Quality of the Match

With the two sides only a point apart in 2nd and 3rd, my guest and I were expecting a cagey encounter with little to separate the two sides.

Celtic started the brighter, and had the first real opportunity of the match. After a mazy run by Jacyta Galabadaarachchi, she set up fellow forward Amy Gallacher for a strike at goal. The shot may have fizzed wide, but Celtic were proving their quality early on.

After contained pressure, the hosts took the lead. A corner from the far side was aimed to the 6-yard box, and with Rangers ‘keeper Jenna Fife flapping, centre-back Caitlin Hayes rose highest to nod the ball into the net. A deserved lead.

Rangers almost struck back in bizarre fashion. A cross/shot from the far side almost caught stopper Pamela Tajonar out, but she did incredibly well to tip the ball over the crossbar.

Rangers continued to press but seemed heavily reliant on long-shots and cross balls. The Celtic defence stood strong to bat anything that came their way, and with Jacynta’s pace and directness, the counterattack was always an option.

Half Time: Celtic 1-0 Rangers

The second half started with a bang. Chinese international Shen Menglu burst down the left and skipped past right-back Rachel Mclauchlin. Menglu’s cross was not dealt with, and Amy Gallacher pounced to roll the ball into the net. Rangers now had a mountain to climb.

That mountain became even steeper two minutes later. Another Jacynta corner found the head of Caitlin Hayes once more to power a header into the top corner. Rangers’ failure to deal with cross-balls and set pieces were proving costly. Celtic were flying.

From the 60th minute onwards, Rangers dominated possession but could not find a killer touch. Jenny Danielsson’s headed miss from 8 yards summed up the Gers’ evening.

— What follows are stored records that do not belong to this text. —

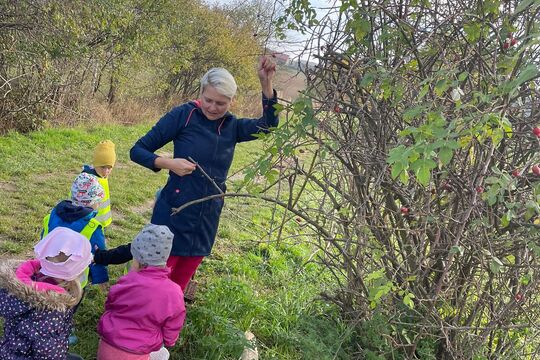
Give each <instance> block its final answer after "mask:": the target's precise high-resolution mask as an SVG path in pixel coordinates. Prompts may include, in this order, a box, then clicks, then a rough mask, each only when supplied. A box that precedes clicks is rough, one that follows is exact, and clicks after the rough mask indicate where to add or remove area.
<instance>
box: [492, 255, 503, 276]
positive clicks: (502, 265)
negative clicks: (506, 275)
mask: <svg viewBox="0 0 540 360" xmlns="http://www.w3.org/2000/svg"><path fill="white" fill-rule="evenodd" d="M502 266H503V263H502V262H501V260H499V259H498V258H496V257H495V256H494V257H493V258H492V259H491V261H490V262H489V270H491V272H492V273H494V274H498V273H500V272H501V268H502Z"/></svg>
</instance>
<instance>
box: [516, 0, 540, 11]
mask: <svg viewBox="0 0 540 360" xmlns="http://www.w3.org/2000/svg"><path fill="white" fill-rule="evenodd" d="M531 4H534V6H538V5H540V1H538V0H523V1H522V2H520V3H519V5H518V6H517V7H516V10H515V11H514V14H519V13H520V12H522V11H523V10H525V9H526V8H527V7H528V6H529V5H531Z"/></svg>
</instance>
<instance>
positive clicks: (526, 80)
mask: <svg viewBox="0 0 540 360" xmlns="http://www.w3.org/2000/svg"><path fill="white" fill-rule="evenodd" d="M539 73H540V70H538V67H537V66H536V65H535V64H530V65H528V66H527V67H526V68H525V69H523V70H522V71H521V72H520V73H519V75H518V77H517V79H516V80H515V82H516V87H519V86H521V84H523V83H525V82H527V81H529V80H532V79H534V78H536V77H538V75H539Z"/></svg>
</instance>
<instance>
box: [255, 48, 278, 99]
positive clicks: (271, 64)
mask: <svg viewBox="0 0 540 360" xmlns="http://www.w3.org/2000/svg"><path fill="white" fill-rule="evenodd" d="M275 74H276V62H275V61H274V59H273V58H272V57H271V56H268V55H265V56H261V57H260V58H259V66H258V67H257V75H258V76H259V81H260V82H261V87H262V91H263V93H264V95H265V96H266V97H267V98H272V97H273V96H274V90H273V88H272V79H273V78H274V75H275Z"/></svg>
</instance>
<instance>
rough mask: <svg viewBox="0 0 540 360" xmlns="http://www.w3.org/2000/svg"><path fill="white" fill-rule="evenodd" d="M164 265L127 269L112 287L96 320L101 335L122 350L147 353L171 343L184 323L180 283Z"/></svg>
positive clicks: (132, 351)
mask: <svg viewBox="0 0 540 360" xmlns="http://www.w3.org/2000/svg"><path fill="white" fill-rule="evenodd" d="M169 272H170V270H169V269H168V268H166V267H164V268H161V267H154V266H150V267H147V268H145V269H141V270H139V271H130V272H129V273H128V274H127V275H125V276H122V277H121V278H120V279H119V280H118V283H117V284H116V285H114V286H112V287H111V289H110V291H109V296H108V297H107V302H106V303H105V313H103V315H102V316H101V319H100V320H99V324H98V333H99V334H100V335H101V338H102V339H103V340H105V341H106V342H108V343H109V344H111V345H113V346H114V347H117V348H119V349H122V350H126V351H129V352H133V353H136V354H149V353H151V352H152V351H156V350H159V349H160V348H161V346H162V345H163V344H164V345H165V346H173V345H174V344H175V342H176V340H177V339H178V335H179V334H180V330H181V329H182V326H183V325H184V319H185V317H186V308H185V305H184V294H183V293H182V289H181V288H180V286H178V285H177V284H175V283H174V282H172V281H171V280H170V279H169Z"/></svg>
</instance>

With the game essentially won and the contest nearing its conclusion, Celtic would not be denied their clean sheet. After an excellent ball over the top, Danielsson found herself clear through on goal, but an excellent last ditch challenge stopped a consolation. It was celebrated almost as well as the three goals at the other end and put the icing on the cake for the hosts, who rise to the top of the table.

Full Time: Celtic 3-0 Rangers

With the two teams so close in the league and bragging rights on the line, I was expecting a closer battle. I had watched Rangers dismantle Hibs a couple weeks previous, but the visitors could not find a finish. Instead, their plan to fire long-shots and put balls into the box were well dealt with by the Celtic defence, and no plan B looked forthcoming.

Celtic on the other hand were incredibly ruthless in front of goal. They must have sensed Rangers’ insecurities from set-pieces and scored two similar goals from corners. Even with their dominance in the air, some of the football they played on the floor was a joy to watch at times. Their midfield controlled much of the match, and with Jacynta and Menglu providing directness, pace and flair it is no wonder they are feared by every defence in the league. They were exciting to watch.

Overall, despite the one-sidedness of the contest, this was a great game of football. It was incredibly open for the most part, with both teams pressing for goals at all times. The level of play was impressive, and it is clear to see that it is improving year after year. The future is bright. 3/5.


For a top of the table clash, the entry price of £8 is an absolute no brainer. There are calls that this level of pricing is undervaluing the product, but this accessibility can only benefit the women’s game in the long run. Cheaper tickets = more exposure = increased interest. I’m sure plenty of punters will have been impressed with the level they witnessed. Progression takes time, but it seems we are definitely on the right track. 5/5.

Full Score

Celtic Women finish the weekend with a score of 14.5/20 and rise to the upper echelons of the TSFA League Table. I thoroughly enjoyed my first live exposure of the SWPL and will be making every effort to take in plenty more in the coming weeks and months, particularly with the increasing expansion of the women’s pyramid. I encourage you all to do the same. You won’t regret it.